There was a lot of yelling in the Depp-Heard household. Plenty of insults. Plenty of f-bombs. Sometimes abuse is verbal, not physical, where often women have the upper hand, although it’s not hard to imagine Depp isn’t a hefty contributor as well.

He also has a habit of ‘splitting’, as Heard complains, regardless of whether physical violence is involved.

AH: I told you- I- what I needed. You said we should- [unintelligible] you don’t- [silence] We are seeing the counsellors not to just- stop what we are doing. It’s not alone enough. We gotta change how we do things. And I wanna trust you and I feel like all the trust is gone- all the fucking trust is gone in a relationship because you keep splitting. JD: I’m not going be in a physical f**king altercation with you. AH: Don’t. Then don’t. JD: You f**king hit me last night. You f**king… AH: What about all the other times you split? C’mon you cannot act like that’s about that. JD: Well on a plane, I can’t split. AH: No, and you hit back.
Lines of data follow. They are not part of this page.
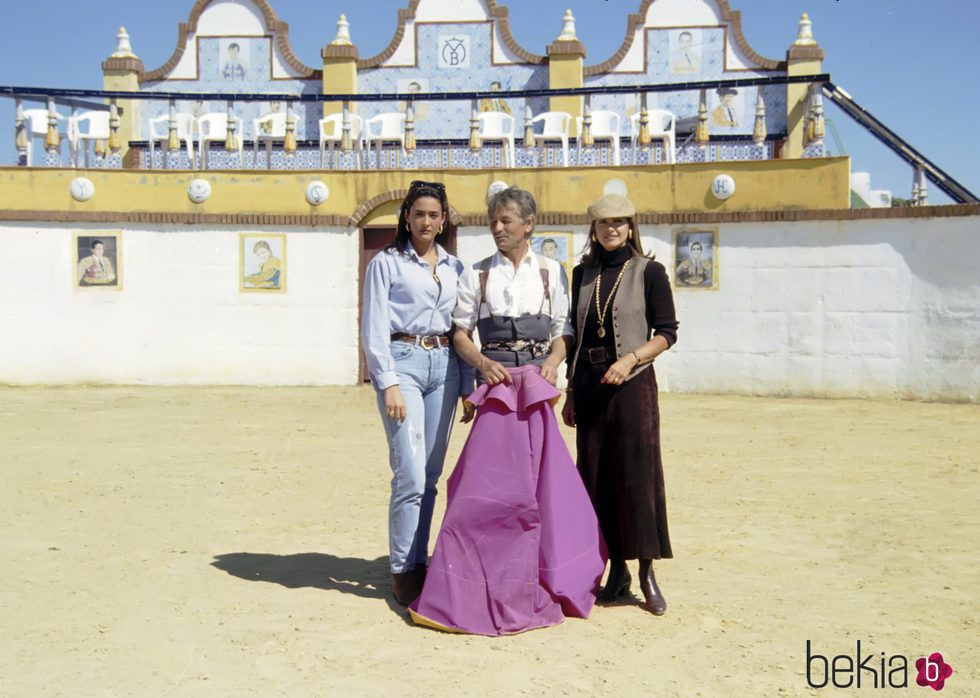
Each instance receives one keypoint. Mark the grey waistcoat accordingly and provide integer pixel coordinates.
(629, 311)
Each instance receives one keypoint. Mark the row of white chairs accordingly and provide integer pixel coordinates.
(553, 126)
(82, 128)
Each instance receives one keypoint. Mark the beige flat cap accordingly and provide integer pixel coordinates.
(611, 206)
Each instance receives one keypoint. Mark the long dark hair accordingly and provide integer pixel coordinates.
(592, 256)
(416, 190)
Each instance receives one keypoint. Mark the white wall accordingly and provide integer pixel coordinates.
(180, 317)
(862, 308)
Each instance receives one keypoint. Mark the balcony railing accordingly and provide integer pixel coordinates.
(222, 131)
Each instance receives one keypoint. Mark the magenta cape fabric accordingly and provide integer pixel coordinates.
(519, 547)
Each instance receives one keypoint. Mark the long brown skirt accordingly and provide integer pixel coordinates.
(618, 437)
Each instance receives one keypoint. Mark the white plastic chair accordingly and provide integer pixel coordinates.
(96, 128)
(160, 131)
(332, 133)
(36, 124)
(213, 127)
(605, 127)
(499, 126)
(554, 128)
(266, 129)
(388, 127)
(663, 125)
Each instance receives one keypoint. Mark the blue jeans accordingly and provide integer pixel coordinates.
(429, 381)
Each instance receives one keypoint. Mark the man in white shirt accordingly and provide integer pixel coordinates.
(516, 299)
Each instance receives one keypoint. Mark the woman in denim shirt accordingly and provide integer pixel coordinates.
(409, 296)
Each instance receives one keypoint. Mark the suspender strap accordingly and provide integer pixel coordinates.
(485, 274)
(547, 289)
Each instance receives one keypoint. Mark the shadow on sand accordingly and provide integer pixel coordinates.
(348, 575)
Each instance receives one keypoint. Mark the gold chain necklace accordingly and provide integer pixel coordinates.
(601, 312)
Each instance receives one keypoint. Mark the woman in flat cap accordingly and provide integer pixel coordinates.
(622, 318)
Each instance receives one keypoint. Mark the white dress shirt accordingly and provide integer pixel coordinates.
(512, 292)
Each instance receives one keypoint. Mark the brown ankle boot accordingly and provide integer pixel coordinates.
(404, 587)
(653, 599)
(618, 583)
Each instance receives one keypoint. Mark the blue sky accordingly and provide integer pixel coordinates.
(911, 63)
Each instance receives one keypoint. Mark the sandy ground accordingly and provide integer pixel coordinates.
(228, 542)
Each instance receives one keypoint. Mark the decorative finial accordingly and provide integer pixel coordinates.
(804, 36)
(123, 48)
(343, 32)
(568, 27)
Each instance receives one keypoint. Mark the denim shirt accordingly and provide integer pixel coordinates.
(400, 295)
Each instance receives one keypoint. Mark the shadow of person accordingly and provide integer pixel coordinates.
(348, 575)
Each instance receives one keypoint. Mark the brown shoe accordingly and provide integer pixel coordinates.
(618, 583)
(405, 587)
(421, 569)
(653, 599)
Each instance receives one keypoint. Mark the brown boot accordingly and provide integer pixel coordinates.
(653, 599)
(421, 569)
(404, 587)
(618, 583)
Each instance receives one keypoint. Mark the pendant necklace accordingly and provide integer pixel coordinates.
(601, 312)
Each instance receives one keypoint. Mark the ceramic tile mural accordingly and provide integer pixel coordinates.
(438, 45)
(706, 53)
(237, 64)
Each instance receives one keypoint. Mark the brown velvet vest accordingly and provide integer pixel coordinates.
(629, 311)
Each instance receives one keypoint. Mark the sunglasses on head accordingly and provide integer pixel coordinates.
(419, 184)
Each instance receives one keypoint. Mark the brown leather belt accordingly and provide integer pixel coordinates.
(426, 342)
(598, 355)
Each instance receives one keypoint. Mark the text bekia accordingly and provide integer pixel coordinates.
(872, 670)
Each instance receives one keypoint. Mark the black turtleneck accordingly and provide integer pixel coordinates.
(661, 318)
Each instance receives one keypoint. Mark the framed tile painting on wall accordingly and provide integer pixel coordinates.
(696, 258)
(557, 246)
(98, 259)
(262, 262)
So don’t act like you don’t f**king participate.

There’s a lot more in the transcript. It’s quite, quite clear that Amber Heard herself is a batterer, even if her record isn’t as lengthy as Depp’s.

It’s a sick, sad social dynamic, two people who seem incapable of working out their differences without yelling, recriminations, and occasional violence. Amber Heard sure sounds like a male abuser in those audio tapes.

 

It’s mutual abuse.


Activists and some feminists don’t want to admit that. They argue, with some justification, that female abuse is defensive and often in the context of a male-abusive relationship. It also found that “in general, women and men perpetrate equivalent levels of physical and psychological aggression, but evidence suggests that men perpetrate sexual abuse, coercive control, and stalking more frequently than women and that women also are much more frequently injured during domestic violence incidents.”
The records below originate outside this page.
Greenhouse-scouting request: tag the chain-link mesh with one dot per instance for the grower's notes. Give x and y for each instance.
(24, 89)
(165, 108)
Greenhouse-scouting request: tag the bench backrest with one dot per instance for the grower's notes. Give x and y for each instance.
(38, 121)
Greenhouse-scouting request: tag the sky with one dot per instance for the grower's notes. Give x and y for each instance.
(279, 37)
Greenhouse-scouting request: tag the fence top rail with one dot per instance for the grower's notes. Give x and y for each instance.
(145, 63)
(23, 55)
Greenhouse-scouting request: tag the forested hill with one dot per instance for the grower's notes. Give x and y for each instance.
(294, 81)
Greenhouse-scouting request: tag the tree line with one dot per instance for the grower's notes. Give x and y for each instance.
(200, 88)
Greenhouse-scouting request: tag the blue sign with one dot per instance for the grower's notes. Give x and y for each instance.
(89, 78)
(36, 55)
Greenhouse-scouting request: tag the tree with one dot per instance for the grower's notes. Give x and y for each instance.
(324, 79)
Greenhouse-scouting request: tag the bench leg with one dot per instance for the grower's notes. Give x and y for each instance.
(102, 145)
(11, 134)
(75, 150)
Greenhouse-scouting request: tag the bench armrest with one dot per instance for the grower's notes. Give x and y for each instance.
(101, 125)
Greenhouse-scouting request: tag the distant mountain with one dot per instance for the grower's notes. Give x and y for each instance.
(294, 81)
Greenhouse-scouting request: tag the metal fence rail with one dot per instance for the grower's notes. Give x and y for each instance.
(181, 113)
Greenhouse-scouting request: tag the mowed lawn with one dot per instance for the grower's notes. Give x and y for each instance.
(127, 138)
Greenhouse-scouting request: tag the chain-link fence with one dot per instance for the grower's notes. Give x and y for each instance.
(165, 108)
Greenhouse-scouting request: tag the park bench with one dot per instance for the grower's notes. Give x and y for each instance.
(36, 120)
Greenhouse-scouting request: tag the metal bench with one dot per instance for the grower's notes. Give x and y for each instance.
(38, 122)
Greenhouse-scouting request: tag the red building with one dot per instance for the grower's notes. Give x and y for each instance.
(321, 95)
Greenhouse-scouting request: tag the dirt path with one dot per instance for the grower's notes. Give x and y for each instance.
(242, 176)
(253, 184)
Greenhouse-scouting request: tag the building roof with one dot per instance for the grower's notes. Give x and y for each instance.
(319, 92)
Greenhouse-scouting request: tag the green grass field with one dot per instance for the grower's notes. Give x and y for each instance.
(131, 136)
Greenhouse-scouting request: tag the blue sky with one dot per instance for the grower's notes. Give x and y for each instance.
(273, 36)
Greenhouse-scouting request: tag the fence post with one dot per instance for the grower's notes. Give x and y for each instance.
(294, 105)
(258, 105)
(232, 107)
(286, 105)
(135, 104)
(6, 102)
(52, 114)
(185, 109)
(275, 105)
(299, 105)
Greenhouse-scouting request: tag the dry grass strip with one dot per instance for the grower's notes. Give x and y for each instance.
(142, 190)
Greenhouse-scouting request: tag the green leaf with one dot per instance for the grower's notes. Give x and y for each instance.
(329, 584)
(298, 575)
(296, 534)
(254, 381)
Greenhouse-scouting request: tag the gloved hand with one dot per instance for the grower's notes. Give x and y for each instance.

So yes--men are and always have been the more violent partners, and Johnny Depp appears to be no exception, so Heard’s violence against him occurs in that context of male abuse.

But what’s striking about the audio tapes and transcript is just how much she sounds like a traditional abuser, making excuses for herself, mocking Depp for being a ‘baby’ and noting no one will believe him. She states “No” when he asks if she thinks she’s an abuser, then, when he asks if she believes she’s abused him physically she dances around the question with all the finesse of a politician asked about his sexual imbroglios. Heard makes it clear she hits her husband at times when he hasn’t hit her, and that he ‘splits’ when she does this, so, he often removes himself so as to not take her abuse and perhaps not respond the same way.
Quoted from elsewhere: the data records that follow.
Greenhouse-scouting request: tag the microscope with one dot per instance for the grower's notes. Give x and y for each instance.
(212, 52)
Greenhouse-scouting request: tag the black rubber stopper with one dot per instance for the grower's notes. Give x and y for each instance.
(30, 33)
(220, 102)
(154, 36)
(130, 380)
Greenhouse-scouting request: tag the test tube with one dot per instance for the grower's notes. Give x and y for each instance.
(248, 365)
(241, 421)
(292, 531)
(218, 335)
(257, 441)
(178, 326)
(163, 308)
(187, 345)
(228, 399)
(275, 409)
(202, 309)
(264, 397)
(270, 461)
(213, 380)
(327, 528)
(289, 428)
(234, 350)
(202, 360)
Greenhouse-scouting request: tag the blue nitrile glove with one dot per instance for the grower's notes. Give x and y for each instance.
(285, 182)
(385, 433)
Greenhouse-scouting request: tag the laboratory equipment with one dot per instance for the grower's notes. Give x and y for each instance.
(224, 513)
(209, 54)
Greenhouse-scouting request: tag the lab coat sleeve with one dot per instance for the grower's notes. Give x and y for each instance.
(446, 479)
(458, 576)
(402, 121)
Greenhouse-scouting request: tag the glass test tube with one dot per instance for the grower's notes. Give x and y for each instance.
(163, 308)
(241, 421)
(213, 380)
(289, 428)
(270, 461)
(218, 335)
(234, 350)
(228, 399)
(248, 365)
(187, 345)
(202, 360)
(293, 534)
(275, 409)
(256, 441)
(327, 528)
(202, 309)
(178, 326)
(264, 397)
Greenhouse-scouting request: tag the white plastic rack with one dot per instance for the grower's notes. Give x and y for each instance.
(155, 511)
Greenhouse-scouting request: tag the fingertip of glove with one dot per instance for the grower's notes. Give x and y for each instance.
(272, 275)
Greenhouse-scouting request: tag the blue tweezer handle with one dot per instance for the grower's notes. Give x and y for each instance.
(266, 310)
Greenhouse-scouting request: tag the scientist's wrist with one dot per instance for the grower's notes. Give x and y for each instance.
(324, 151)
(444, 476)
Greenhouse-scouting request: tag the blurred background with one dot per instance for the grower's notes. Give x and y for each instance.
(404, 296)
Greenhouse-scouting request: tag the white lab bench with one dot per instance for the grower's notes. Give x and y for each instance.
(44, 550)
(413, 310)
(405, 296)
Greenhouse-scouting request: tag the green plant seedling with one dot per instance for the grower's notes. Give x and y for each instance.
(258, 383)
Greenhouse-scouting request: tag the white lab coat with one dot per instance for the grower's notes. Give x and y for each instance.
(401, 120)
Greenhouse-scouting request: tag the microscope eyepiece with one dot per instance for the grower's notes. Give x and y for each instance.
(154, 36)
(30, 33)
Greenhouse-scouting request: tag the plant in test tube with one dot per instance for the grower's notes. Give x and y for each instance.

She also complains he ‘splits’ when they start to fight, whether violence has occurred or not.


Depp’s no angel. Neither is Heard.

And neither is a devil.


It’s impossible to argue that only one or the other is a victim, unless one is a hardcore misogynist or misandrist. The audio tapes make it crystal clear that both parties have violence issues and the abuse is mutual, not Heard whacking Depp



on the attack (although that may have happened, too).


If we’re going to take IPV seriously, we’ve got to open the conversation to the unpleasant reality of those women with their own separate violence issues. It’s hypocritical for women (mostly women, apart from a few virtue-signalling ‘feminist’ men) to claim IPV is a serious problem and then turn a blind eye to female abuse.


When women are raised in abusive households and move on to adult relationships with more abuse, we express sympathy and empathy for the fact that she learned to be a victim through a lifetime of abuse.


So what excuse are we to offer the man who grew up with ‘the meanest person he’d ever known’ and who at least sometimes tried to avoid getting physical with his sometimes violent wife?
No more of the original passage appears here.